Velez believes the transition looms largest in providers’ concerns. “I think if you asked any one of them, they would say ‘I’m okay with my contract, I’m okay with fee for service: I just don’t want to lose in the transition.'”
An ASO model has been in place for children’s behavioral health since 2002 and is working well, according to Velez. New Jersey’s annual Medicaid behavioral health cost-per-child declined from about $30,000 in 2002 to about $15,000 in 2009. And in the view of some mental health experts, the ASO is working well for children when it comes to determining how to best utilize the services available.
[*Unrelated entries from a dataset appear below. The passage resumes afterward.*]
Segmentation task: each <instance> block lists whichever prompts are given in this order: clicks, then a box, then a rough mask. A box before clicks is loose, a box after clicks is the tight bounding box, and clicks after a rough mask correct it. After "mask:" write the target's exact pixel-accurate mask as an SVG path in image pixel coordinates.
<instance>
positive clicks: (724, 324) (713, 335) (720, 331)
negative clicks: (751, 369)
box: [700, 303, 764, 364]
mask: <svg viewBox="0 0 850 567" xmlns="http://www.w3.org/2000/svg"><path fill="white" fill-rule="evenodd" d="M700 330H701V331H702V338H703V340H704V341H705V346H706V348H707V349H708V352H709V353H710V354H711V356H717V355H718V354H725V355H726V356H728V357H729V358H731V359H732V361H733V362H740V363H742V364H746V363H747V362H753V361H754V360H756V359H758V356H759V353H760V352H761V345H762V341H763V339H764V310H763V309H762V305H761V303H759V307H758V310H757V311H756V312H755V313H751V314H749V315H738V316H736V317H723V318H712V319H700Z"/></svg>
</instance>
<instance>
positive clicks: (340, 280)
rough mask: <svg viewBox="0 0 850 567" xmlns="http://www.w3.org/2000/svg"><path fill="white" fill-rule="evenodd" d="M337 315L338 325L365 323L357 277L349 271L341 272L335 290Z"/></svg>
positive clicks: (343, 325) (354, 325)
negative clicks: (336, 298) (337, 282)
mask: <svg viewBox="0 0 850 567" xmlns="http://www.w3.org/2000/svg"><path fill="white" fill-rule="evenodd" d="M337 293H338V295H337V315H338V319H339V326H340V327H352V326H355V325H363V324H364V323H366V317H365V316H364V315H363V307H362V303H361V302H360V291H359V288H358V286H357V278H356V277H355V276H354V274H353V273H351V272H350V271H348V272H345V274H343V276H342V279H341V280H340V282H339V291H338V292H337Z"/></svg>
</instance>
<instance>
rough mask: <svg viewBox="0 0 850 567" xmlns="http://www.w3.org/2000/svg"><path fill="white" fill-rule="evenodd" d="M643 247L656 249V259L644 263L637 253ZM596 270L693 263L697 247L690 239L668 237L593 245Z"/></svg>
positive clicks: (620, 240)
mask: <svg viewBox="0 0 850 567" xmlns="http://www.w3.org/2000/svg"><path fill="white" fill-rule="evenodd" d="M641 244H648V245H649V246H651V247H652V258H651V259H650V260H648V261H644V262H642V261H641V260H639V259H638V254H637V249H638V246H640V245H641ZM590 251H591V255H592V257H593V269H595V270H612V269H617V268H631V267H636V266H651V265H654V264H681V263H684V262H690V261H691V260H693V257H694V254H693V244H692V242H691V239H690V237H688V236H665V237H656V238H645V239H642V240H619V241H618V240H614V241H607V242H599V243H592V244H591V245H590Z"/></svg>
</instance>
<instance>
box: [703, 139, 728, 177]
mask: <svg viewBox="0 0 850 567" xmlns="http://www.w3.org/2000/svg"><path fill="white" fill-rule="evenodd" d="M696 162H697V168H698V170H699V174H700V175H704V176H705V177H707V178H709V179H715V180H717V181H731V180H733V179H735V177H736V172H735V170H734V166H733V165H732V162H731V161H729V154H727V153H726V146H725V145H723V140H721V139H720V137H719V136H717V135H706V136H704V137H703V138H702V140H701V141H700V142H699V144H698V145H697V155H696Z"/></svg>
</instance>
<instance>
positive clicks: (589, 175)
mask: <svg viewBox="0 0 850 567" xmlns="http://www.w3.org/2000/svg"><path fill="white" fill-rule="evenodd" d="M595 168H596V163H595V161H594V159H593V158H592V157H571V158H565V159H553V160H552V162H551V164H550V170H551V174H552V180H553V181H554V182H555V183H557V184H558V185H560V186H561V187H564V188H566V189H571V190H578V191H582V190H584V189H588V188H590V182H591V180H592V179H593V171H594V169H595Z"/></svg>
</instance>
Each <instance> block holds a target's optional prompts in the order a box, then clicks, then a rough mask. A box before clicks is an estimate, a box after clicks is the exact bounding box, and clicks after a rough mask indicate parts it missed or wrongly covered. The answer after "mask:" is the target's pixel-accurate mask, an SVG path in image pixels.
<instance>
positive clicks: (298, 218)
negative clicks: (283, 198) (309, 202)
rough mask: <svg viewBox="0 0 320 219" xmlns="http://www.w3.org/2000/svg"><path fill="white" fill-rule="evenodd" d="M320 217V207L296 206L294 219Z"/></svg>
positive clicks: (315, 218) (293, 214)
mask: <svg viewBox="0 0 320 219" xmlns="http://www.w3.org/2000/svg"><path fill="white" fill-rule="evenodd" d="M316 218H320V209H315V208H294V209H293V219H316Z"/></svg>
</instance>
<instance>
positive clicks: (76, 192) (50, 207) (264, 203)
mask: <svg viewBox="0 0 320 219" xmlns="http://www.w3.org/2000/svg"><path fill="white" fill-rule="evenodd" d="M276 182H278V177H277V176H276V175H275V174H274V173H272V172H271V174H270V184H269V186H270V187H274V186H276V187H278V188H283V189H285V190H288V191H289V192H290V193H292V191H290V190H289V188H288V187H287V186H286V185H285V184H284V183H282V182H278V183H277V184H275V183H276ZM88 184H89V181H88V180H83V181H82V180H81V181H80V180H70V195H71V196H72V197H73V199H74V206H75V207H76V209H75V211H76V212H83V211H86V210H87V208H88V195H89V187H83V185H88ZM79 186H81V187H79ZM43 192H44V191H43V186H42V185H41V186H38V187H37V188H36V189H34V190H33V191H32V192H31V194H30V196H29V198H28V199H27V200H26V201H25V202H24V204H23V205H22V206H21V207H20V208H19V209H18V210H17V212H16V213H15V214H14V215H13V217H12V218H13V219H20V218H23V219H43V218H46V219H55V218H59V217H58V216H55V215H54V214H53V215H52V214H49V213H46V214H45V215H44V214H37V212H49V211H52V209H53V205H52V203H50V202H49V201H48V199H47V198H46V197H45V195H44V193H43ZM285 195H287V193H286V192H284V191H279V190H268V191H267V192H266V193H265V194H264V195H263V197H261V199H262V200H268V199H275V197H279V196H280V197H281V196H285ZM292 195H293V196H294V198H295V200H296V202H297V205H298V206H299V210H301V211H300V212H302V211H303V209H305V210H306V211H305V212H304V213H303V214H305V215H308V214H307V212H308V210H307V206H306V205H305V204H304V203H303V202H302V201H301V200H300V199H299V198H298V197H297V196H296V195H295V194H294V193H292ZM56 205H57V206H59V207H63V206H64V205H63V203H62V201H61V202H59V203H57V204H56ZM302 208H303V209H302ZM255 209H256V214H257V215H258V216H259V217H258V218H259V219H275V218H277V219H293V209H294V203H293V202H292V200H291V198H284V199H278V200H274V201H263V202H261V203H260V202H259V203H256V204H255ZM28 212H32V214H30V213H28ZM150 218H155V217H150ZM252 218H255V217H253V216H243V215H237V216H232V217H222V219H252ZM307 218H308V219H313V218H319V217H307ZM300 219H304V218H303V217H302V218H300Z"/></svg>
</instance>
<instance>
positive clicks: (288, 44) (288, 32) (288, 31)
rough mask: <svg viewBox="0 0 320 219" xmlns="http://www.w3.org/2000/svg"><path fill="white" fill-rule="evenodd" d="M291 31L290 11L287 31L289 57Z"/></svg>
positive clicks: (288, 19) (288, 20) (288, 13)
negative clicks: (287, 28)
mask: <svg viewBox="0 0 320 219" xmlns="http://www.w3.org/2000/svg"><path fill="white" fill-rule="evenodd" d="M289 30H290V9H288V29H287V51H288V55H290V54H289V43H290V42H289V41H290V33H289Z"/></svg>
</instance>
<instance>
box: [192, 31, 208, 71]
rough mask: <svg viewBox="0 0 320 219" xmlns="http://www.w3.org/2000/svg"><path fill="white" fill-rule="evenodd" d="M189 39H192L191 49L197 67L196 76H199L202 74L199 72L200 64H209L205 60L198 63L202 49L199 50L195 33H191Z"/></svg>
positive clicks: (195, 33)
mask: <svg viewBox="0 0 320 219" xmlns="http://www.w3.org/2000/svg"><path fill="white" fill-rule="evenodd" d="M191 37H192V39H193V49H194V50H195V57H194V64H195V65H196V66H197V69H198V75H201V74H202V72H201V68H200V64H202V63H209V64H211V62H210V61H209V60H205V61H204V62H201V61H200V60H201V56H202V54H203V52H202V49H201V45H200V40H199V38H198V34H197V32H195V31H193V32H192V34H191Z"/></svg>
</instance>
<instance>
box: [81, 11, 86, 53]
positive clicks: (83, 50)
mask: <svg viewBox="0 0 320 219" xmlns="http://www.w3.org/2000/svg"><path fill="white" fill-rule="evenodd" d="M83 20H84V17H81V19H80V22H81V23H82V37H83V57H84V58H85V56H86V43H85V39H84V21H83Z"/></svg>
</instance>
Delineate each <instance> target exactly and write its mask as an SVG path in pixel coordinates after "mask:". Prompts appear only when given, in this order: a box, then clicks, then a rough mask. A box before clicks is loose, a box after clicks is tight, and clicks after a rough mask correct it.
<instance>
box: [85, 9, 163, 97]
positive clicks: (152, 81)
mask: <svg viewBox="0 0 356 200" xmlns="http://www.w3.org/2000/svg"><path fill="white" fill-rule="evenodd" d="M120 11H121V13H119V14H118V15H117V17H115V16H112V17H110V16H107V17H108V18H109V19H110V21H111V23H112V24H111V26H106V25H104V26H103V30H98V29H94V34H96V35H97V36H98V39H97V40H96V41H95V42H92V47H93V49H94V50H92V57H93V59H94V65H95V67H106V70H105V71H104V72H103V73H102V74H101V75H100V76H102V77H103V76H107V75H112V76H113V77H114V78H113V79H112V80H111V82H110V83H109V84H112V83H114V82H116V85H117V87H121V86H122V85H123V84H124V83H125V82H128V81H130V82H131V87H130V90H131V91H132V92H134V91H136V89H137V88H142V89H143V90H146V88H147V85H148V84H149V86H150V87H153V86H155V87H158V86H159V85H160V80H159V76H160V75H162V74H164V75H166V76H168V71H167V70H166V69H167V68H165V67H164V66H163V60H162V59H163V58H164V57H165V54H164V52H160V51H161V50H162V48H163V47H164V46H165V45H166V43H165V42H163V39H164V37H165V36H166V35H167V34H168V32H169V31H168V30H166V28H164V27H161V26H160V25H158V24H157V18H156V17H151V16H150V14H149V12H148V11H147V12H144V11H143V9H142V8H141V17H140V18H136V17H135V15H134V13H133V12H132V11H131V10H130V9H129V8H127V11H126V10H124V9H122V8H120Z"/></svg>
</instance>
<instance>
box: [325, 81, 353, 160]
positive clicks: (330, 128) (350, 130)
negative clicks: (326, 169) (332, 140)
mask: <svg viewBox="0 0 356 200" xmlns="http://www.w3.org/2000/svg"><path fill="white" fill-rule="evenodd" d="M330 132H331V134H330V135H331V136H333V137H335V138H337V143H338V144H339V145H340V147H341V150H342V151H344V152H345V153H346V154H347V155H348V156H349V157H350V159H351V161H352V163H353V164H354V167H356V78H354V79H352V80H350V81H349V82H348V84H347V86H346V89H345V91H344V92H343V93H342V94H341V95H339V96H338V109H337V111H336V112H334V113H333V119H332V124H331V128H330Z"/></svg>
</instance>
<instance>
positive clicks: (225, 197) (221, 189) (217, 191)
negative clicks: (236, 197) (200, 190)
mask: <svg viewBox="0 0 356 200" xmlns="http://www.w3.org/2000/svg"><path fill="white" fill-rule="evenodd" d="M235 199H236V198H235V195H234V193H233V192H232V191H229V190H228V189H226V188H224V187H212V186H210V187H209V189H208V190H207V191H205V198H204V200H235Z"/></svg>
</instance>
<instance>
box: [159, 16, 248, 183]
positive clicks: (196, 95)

But there are those in the state’s behavioral health community who argue that New Jersey already has an effective clinical network in place — and the state is fixing something that’s not broken. To the issue of whether managed care will lower spending to the detriment of patient care, Velez said, “I know that is the criticism,” but insisted care decisions will be dictated by the needs of the patient. “I think the best thing we can do is have active conversations about what [managed care] really means.”
Debra L. Wentz, chief executive of NJ AMHAA, is among the stakeholders advising the DHS on the transition to managed care. She said the behavioral health providers in New Jersey have considerable experience and expertise “and we know the populations we treat on the ground. We want to make sure that there are no gaps in access to services, and that there are better outcomes for the individual.”